Quelle relation entre l’alcool et l’hypertension artérielle ?

On a longtemps cru à une relation linéaire entre la consommation d’alcool et l’hypertension artérielle. Mais des études cliniques concordantes ont démontré que l’impact de l’alcool sur la tension artérielle était plus nuancé. Lorsque l’on sait que l’hypertension artérielle est un véritable problème de santé publique en France, et que l’on sait également que l’alcool fait partie des habitudes de consommation du Français moyen, on mesure l’importance de comprendre le lien entre l’alcool et l’HTA.

HTA et alcool : le plafond des trois verres par jour

Une consommation excessive d’alcool peut faire monter la tension artérielle au-dessus des constantes physiologiques sur le long terme. Prendre plus de trois verres de manière simultanée augmente temporairement votre tension artérielle. En consommant plus de trois verres quotidiennement sur de nombreuses années, vous vous exposez davantage à la pré-hypertension puis à l’hypertension artérielle, avec tout ce que cela implique en risque accru de subir une attaque cardiaque ou une autre maladie cardiovasculaire. Mais l’alcool n’est pas toujours nocif à ce niveau. En effet, une consommation modérée peut au contraire vous permettre de baisser votre tension artérielle.

La consommation modérée d’alcool réduit la tension artérielle

De nombreuses études cliniques ont été réalisées, notamment aux Etats-Unis et en Australie, pour confirmer ou infirmer l’impact de la consommation d’alcool sur la pression exercée par le sang sur les parois des artères du corps humain. On apprend ainsi que les grands buveurs qui réduisent leur consommation d’alcool à une consommation modérée peuvent abaisser leur tension artérielle systolique (le chiffre le plus élevé d’une lecture de tension artérielle) de 2 à 4 millimètres de mercure (mm Hg) et leur tension artérielle diastolique (le chiffre le plus bas d’une lecture de tension artérielle) de 1 à 2 mm Hg, ce qui est généralement suffisant pour retrouver la valeur physiologique. Les grands buveurs qui veulent abaisser leur tension artérielle devraient réduire lentement la quantité d’alcool ingérée pendant une à deux semaines pour éviter les symptômes du sevrage. Il faut savoir que les grands buveurs qui arrêtent soudainement de boire risquent de développer une hypertension artérielle grave pendant plusieurs jours. Si vous souffrez d’hypertension artérielle, évitez l’alcool ou buvez de l’alcool avec modération. Mais qu’est-ce qu’une consommation modérée ?

  • Deux verres par jour pour les hommes de moins de 65 ans ;
  • Un verre par jour pour les hommes de 65 ans et plus ;
  • Un verre par jour pour les femmes de tout âge.

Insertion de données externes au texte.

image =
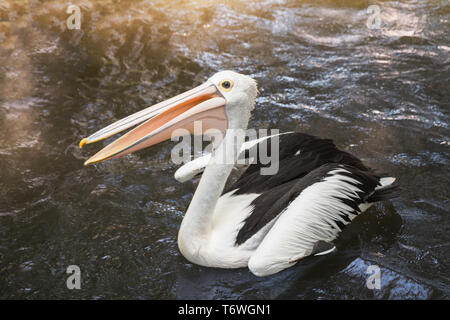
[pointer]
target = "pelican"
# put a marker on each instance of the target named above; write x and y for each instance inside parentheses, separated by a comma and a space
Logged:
(264, 222)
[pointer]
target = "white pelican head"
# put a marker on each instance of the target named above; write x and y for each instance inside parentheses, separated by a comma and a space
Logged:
(224, 101)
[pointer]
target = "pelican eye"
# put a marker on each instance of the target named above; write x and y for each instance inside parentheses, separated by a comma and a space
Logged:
(226, 85)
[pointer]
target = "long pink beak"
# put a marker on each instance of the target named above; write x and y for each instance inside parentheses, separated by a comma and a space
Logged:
(204, 103)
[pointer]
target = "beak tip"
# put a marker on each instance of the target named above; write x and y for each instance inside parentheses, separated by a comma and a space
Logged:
(82, 143)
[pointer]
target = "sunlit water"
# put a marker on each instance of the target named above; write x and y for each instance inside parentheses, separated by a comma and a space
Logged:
(382, 94)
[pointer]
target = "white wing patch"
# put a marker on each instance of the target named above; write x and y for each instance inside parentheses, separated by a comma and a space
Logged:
(309, 218)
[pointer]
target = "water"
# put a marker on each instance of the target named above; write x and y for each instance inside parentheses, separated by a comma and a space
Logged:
(382, 94)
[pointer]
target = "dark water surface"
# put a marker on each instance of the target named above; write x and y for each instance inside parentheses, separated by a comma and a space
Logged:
(382, 94)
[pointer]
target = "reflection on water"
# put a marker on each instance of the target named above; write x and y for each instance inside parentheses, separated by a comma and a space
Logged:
(381, 93)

Un « verre » fait référence à un volume de 355 millilitres de bière, de 148 millilitres de vin ou de 44 millilitres de spiritueux distillés à 80°. Pour mettre en évidence les changements dans la pression artérielle avant et après la baisse de la consommation d’alcool, on vous conseille d’acheter un tensiomètre pour particuliers.

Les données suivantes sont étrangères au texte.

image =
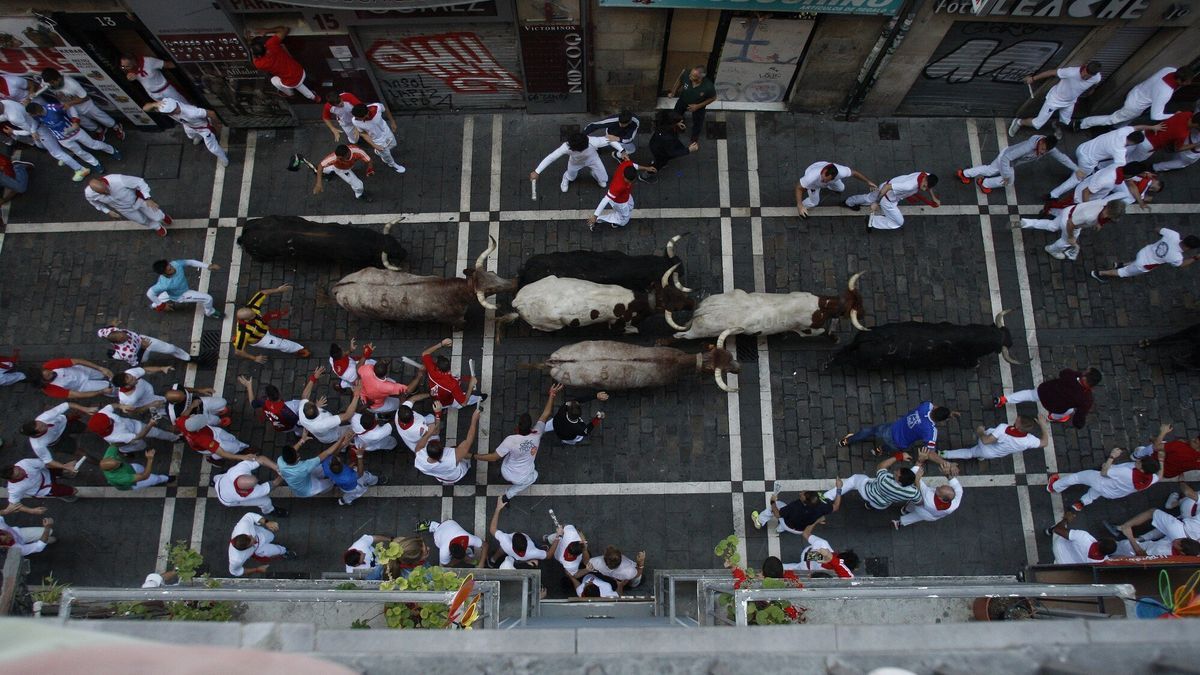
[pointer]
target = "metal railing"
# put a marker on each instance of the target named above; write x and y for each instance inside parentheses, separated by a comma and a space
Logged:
(712, 591)
(490, 603)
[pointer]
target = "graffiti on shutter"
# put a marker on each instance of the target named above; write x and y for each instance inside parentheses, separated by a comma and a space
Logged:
(979, 67)
(444, 70)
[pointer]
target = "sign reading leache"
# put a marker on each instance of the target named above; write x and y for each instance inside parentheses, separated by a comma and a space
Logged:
(814, 6)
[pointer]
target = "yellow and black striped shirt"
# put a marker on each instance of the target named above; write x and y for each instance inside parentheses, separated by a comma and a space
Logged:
(246, 333)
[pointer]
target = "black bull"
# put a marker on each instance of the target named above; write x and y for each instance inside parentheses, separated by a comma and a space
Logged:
(636, 273)
(292, 238)
(913, 344)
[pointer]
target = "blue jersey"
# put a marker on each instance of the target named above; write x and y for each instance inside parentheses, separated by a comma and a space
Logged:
(916, 428)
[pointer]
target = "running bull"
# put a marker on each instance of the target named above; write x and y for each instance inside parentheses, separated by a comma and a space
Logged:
(400, 296)
(604, 364)
(293, 238)
(612, 268)
(913, 344)
(767, 314)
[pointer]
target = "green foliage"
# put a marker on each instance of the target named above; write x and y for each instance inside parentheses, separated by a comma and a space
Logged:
(184, 560)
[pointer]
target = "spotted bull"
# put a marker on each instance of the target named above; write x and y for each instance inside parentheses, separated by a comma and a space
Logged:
(913, 344)
(399, 296)
(612, 268)
(767, 314)
(293, 238)
(604, 364)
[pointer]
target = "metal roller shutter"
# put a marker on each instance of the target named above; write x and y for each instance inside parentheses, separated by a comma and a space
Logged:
(445, 67)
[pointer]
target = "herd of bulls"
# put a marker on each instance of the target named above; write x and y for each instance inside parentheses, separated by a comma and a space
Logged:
(574, 288)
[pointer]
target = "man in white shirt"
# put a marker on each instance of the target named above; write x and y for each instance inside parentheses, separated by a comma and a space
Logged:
(47, 429)
(1170, 250)
(1153, 94)
(1005, 440)
(581, 153)
(1077, 547)
(239, 488)
(1071, 222)
(148, 71)
(126, 196)
(447, 465)
(76, 100)
(889, 195)
(1073, 82)
(519, 452)
(456, 547)
(823, 175)
(627, 573)
(27, 541)
(199, 125)
(377, 127)
(253, 539)
(513, 548)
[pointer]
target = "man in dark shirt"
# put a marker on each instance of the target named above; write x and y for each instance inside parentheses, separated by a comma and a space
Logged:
(795, 517)
(696, 93)
(569, 423)
(1067, 398)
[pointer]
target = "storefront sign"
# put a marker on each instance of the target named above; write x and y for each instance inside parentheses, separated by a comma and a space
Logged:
(792, 6)
(1045, 9)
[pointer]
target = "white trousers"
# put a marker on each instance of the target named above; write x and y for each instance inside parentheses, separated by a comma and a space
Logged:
(157, 346)
(618, 214)
(1048, 112)
(91, 118)
(151, 481)
(593, 165)
(147, 216)
(289, 90)
(210, 141)
(349, 177)
(277, 344)
(365, 481)
(814, 197)
(83, 139)
(889, 216)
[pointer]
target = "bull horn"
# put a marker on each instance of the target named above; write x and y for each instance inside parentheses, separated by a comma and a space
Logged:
(666, 275)
(1008, 357)
(383, 255)
(855, 322)
(719, 377)
(479, 261)
(671, 245)
(675, 279)
(666, 314)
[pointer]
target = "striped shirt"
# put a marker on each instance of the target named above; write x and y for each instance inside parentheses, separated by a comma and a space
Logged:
(250, 332)
(883, 490)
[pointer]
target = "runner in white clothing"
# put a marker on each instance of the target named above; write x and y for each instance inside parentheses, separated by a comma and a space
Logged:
(889, 195)
(581, 153)
(76, 100)
(199, 125)
(1073, 82)
(148, 71)
(1153, 94)
(1006, 440)
(1170, 250)
(253, 539)
(825, 175)
(519, 452)
(448, 465)
(126, 196)
(377, 127)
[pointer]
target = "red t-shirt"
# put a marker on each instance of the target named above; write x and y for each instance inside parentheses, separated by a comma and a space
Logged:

L’alcool et la HTA : la question du poids sain

L’hypertension artérielle est également causée par un manque d’exercice physique et par l’embonpoint et l’obésité. N’oubliez pas que l’alcool contient des calories et peut contribuer à un gain de poids non désiré. Il peut donc agir à la fois directement et indirectement sur la pression artérielle. De plus, l’alcool peut nuire à l’efficacité et augmenter les effets secondaires de certains médicaments contre l’hypertension artérielle. Aucune étude sérieuse n’a étudié la chose, mais il n’est pas écarté que la grande consommation d’alcool en France soit une cause indirecte de la grande prévalence de l’hypertension artérielle dans le pays. En effet, un adulte français sur trois est atteint d’hypertension artérielle, et cette prévalence n’a pas baissé depuis 2006. En parallèle, 10% de Français boivent tous les jours selon la dernière étude de Santé Publique France. L’alcool est même la seconde cause de mortalité en France après le tabac, avec quelque 41 000 personnes décédées par an pour des causes diverses : 16 000 personnes meurent à la suite de cancers causés directement par l’alcool, près 10 000 décès sont enregistrés à cause de maladies cardiovasculaires causées par l’alcool, 6800 décès interviennent suite à des maladies digestives et 5400 décès sont dus à une cause externe comme un accident de la route ou un suicide.